Mao Naimin, a resident in Xi'an, Northwest China's Shaanxi Province, shows a homemade replica of the ancient crossbow of Qin Dynasty (221-206 BC) on the rooftop of his apartment. (Photo: IC)
The idea of making weapons from the Qin Dynasty (221BC-206BC) jumped into Mao Naimin's head 25 years ago.
He has not stopped since then.
Now, the 65-year-old man owns a small studio at the top of an apartment building in Xi'an, Northwest China's Shaanxi Province. Xi'an is 25 kilometers away from Xianyang, Qin's capital.
Twenty-five years ago, Mao was a businessman. One day, he took his son to the Dayan Pagoda and visited a craft shop.
"Daddy, look how beautiful the sword is," the boy said, pointing at the wall.

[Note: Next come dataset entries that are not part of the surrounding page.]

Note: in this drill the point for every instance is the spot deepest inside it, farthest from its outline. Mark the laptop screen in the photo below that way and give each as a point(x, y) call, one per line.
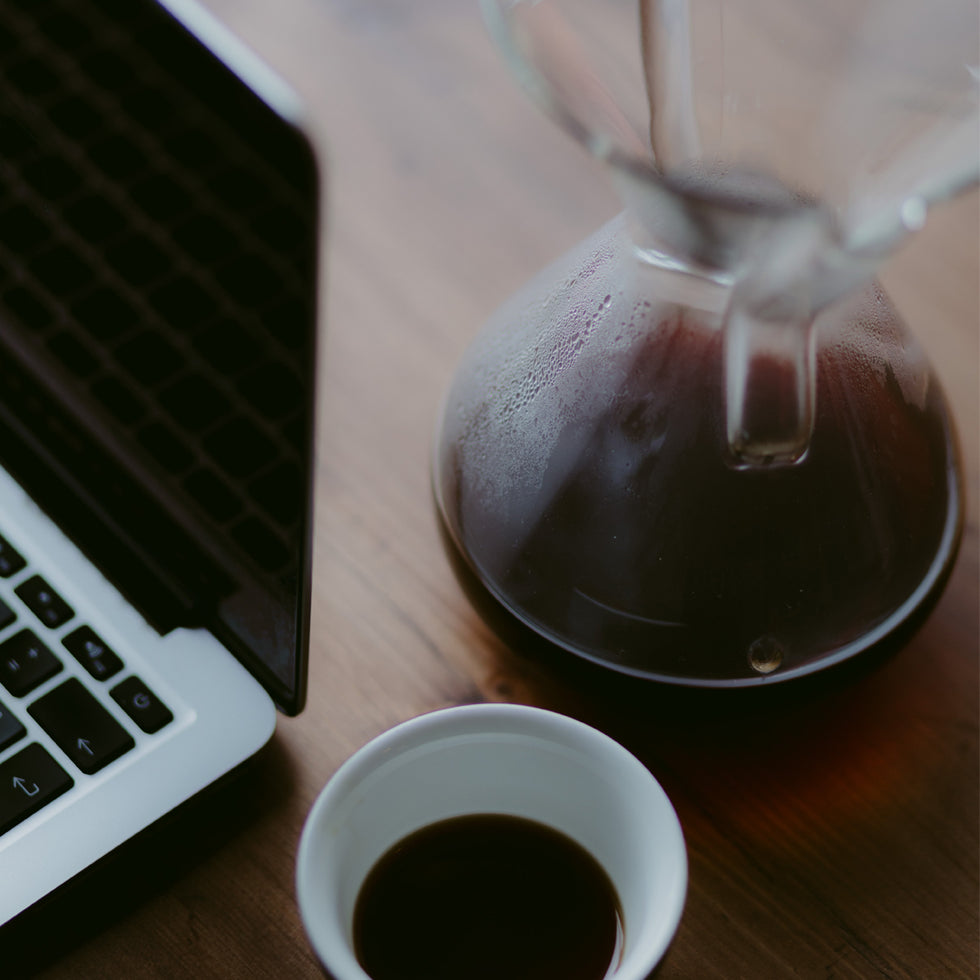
point(158, 230)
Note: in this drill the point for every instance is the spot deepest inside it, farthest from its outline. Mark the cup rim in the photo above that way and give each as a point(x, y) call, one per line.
point(489, 719)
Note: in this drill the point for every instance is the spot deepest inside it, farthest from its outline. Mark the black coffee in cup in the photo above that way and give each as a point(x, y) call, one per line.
point(487, 897)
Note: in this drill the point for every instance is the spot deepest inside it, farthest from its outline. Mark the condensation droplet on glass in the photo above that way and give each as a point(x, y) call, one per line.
point(765, 655)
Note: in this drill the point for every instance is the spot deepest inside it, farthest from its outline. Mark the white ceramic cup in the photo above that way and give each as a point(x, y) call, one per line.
point(494, 758)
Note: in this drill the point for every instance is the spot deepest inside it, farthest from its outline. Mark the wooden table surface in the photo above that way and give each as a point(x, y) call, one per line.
point(829, 837)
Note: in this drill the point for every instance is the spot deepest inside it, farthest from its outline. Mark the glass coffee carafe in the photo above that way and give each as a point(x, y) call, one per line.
point(702, 447)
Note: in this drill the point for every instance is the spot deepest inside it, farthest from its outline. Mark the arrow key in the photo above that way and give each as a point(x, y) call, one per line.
point(29, 780)
point(82, 728)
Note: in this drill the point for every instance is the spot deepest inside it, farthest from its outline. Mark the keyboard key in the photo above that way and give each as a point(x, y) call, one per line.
point(10, 728)
point(142, 705)
point(44, 602)
point(81, 726)
point(25, 662)
point(7, 615)
point(91, 652)
point(29, 780)
point(11, 561)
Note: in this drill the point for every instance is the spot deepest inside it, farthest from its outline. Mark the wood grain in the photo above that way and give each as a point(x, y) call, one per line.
point(831, 836)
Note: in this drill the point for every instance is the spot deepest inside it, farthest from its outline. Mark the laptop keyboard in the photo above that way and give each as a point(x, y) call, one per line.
point(39, 635)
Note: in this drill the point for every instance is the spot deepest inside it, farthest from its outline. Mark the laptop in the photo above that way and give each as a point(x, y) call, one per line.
point(158, 258)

Mao checked the sword his son was pointing to and saw it was used for opera and performance.
At that very moment, Mao thought he could restore Qin weaponry and make a business out of it.
Mao began immediately, but it was very difficult for him, as he did not have any knowledge of the craft or cultural relics.
From 1994 to 2004, Mao spent 10 years collecting and researching information on weapons and visited a number of archaeological experts.
In 2004, he built a small studio and bought some machines and devices. He then began restoring Qin weaponry.
The first Qin weapon he made was a bronze sword unearthed from the tomb of Qin Shi Huang, the first emperor of unified China. The sword belonged to the driver of a horse-drawn chariot.
"The appearance and size were easy to make, but it was a long and hard process to make the texture the same as the original," Mao said, talking about his first sword.
In 2008, Mao managed to complete his first Qin bronze sword replica. "Apart from melting the alloy, it was all home made," he said.
Mao has also made a powerful Qin crossbow replica.
"A bow could shoot 70 meters, but crossbow could shoot an arrow 200 to 300 meters," he said.
Since 2008, he has completed making many Qin weapons, including a shield, bow and crossbow.
But in the end, he decided not to make it a business. He said that he gradually had a deeper understanding of Chinese traditional culture through making ancient weapons. "My appreciation of the weaponry has turned into awe and enthusiasm," he said.
His home is filled with half-completed Qin weapons and tools.
He has spent 1 million yuan ($144,000) on making ancient weaponry. Many people do not understand him, but Mao said his son supports him.
Mao hopes to open a museum on ancient weaponry and showcase them to modern society.